Burada Hanya bölgesinde kır çiçekleri tüm kış boyunca çiçek açar ve 1 Mayıs’tan itibaren güneşin sıcağında solmaya başlar.
Zeytinliklerimizi her mevsim ziyaret edebilirsiniz.
Diğer çiçekler solarken, kışın açmaya başlayan narin sarı-beyaz çiçek salkımlarının nisan ayında açtığı zeytin ağaçlarına dönüyorum.
Fotoğraf makinemle onların yakalanması zor güzelliklerini ve bu çiçeklerin kendi masal diyarlarını yarattığı hissini yakalamaya çalışıyorum.
Zeytin çiçeklerinin polenleri şapkama ve ellerime düşüyor. Zeytin ağacının meyveleri, daha bütün çiçekler güneşte kuruyup ağaçtan düşmeden oluşmaya başlar.
Daha sonra sıra üzüm çekirdeği büyüklüğünde başlayan genç zeytinleri izlemeye gelir.

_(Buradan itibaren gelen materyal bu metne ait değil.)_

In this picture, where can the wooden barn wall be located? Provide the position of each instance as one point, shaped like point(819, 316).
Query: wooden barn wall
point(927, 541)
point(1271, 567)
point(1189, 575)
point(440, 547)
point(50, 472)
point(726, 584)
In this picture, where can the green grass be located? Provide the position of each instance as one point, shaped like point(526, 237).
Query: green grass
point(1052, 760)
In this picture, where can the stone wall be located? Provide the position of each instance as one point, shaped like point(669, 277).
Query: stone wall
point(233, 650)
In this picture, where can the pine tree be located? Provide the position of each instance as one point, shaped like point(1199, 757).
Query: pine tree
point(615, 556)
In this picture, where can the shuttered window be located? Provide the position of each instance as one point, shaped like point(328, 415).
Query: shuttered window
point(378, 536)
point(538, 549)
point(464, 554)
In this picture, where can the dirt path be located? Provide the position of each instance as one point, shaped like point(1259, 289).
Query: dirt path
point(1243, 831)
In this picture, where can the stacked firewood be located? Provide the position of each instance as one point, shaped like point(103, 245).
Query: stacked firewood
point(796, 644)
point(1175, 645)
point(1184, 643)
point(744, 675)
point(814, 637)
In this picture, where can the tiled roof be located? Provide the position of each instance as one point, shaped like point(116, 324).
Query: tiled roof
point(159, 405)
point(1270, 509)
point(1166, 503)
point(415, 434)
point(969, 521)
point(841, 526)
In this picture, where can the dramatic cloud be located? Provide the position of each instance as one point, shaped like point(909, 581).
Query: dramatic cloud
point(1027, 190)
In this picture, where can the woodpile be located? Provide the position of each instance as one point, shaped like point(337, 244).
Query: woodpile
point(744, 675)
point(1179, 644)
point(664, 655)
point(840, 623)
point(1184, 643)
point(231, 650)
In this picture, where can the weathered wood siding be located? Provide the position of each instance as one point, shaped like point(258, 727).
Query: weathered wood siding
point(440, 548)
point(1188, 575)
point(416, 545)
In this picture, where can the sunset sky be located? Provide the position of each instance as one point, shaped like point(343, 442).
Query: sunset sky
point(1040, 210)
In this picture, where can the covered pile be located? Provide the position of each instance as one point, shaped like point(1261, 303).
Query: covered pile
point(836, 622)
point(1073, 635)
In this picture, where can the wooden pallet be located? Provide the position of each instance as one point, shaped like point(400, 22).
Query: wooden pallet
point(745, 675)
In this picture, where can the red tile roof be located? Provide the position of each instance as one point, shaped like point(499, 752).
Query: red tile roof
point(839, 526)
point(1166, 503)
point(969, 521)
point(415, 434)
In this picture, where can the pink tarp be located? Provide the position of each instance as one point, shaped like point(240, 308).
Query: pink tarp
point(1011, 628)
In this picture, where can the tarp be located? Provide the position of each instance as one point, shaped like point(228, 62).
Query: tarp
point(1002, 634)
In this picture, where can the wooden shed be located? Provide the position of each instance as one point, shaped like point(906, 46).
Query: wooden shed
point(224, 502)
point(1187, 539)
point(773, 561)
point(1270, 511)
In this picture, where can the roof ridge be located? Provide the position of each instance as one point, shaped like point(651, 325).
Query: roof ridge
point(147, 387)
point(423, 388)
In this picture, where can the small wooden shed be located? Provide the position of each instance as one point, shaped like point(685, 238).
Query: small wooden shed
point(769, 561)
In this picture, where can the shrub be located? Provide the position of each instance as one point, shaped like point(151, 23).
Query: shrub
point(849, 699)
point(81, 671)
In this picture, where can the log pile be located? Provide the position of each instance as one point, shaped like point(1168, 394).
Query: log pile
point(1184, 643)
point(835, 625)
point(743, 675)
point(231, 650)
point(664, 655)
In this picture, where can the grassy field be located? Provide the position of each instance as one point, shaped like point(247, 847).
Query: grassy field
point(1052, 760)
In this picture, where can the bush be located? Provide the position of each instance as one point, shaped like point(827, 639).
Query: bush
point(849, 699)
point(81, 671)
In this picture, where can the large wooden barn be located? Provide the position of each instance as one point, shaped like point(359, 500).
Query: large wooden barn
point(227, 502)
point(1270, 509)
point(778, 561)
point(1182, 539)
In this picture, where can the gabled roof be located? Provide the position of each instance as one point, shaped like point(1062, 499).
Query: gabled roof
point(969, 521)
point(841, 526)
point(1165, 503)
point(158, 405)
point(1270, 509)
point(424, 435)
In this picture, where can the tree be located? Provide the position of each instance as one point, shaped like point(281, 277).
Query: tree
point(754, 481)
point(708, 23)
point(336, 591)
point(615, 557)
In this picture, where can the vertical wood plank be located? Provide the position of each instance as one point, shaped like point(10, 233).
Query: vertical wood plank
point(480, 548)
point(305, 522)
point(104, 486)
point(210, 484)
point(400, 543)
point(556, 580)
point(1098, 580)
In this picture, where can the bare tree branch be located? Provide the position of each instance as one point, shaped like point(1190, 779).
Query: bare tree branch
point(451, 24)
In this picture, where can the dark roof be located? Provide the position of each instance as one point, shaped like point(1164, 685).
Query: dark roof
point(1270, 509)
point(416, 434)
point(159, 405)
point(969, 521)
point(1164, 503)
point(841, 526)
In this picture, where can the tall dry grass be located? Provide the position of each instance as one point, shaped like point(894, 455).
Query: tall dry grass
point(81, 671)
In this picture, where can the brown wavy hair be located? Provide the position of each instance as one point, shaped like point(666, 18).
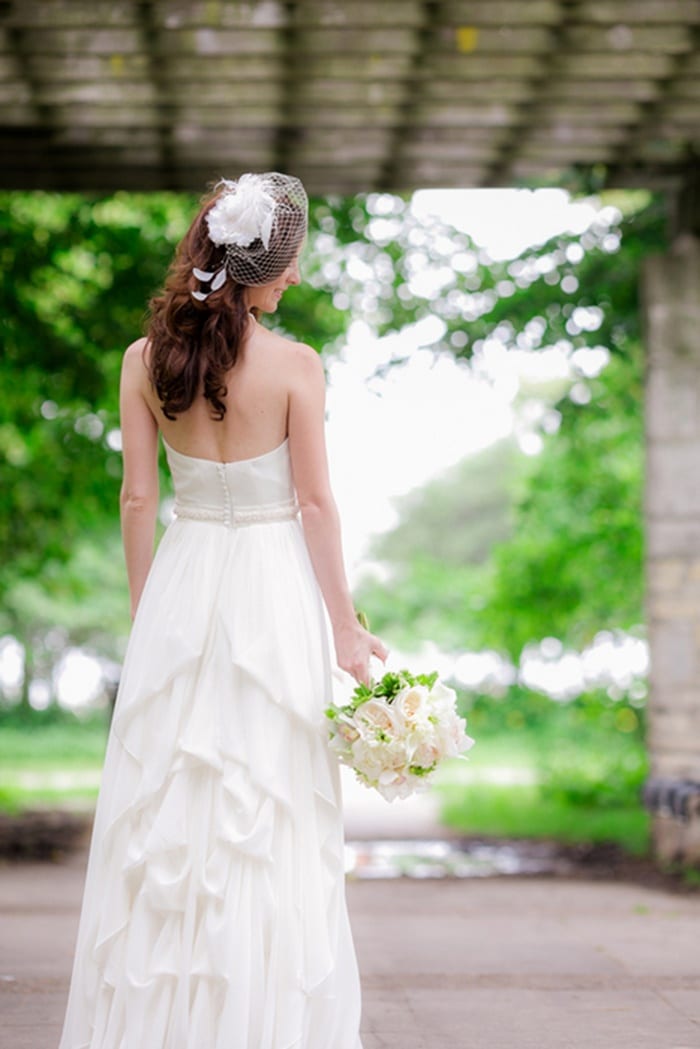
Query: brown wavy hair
point(194, 344)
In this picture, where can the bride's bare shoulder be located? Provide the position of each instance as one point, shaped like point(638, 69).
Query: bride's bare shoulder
point(136, 352)
point(294, 358)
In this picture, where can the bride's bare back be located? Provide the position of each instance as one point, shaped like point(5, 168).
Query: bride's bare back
point(257, 403)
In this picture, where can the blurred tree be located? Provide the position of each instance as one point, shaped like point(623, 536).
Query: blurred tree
point(433, 566)
point(75, 280)
point(76, 275)
point(572, 562)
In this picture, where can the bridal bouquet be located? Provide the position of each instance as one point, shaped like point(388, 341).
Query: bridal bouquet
point(395, 731)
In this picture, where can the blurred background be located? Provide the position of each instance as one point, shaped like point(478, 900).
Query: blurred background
point(485, 433)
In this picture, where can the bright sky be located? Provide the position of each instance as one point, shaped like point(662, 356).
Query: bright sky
point(388, 436)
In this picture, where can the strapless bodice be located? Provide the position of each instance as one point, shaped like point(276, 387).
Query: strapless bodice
point(241, 492)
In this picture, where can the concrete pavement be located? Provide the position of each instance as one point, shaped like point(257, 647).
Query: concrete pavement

Aylardır büyümelerini takip ediyorum.
Mayıs ayında bir gün Kolymbari’ye doğru yola çıkıyorum, sonra küçük bir yoldan içeriye dönüp aralarında, çevresinde ve ötesinde binlerce zeytin ağacının bulunduğu sakin köylerin arasından geçiyorum.
Küçük çiçeklerle dolu zeytin dalları kuvvetli ada rüzgarında çılgınca dalgalanırken, zeytin ağaçlarının arasından aniden kırlangıçlar beliriyor, yolun, ağaçların ve arabamın üzerinde hızla uçuyor.
Bulutlar ve yağmur, köyün göz kamaştırıcı kırmızılar, pembeler, yeşiller ve beyazlar sergileyen çiçek bahçeleri için dramatik, karanlık bir fon oluştururken, uzun, koyu, dikenli yaprak dökmeyen ağaçlar, yaprak döken ağaçların yeni bahar yapraklarının yeşil-açık sarısı ve gümüşi çiçeklerle kontrast oluşturuyor. dans eden zeytin yapraklarının yeşili.
Yunanistan’ın zeytinliklerini ziyaret etmek için her zaman zaman vardır.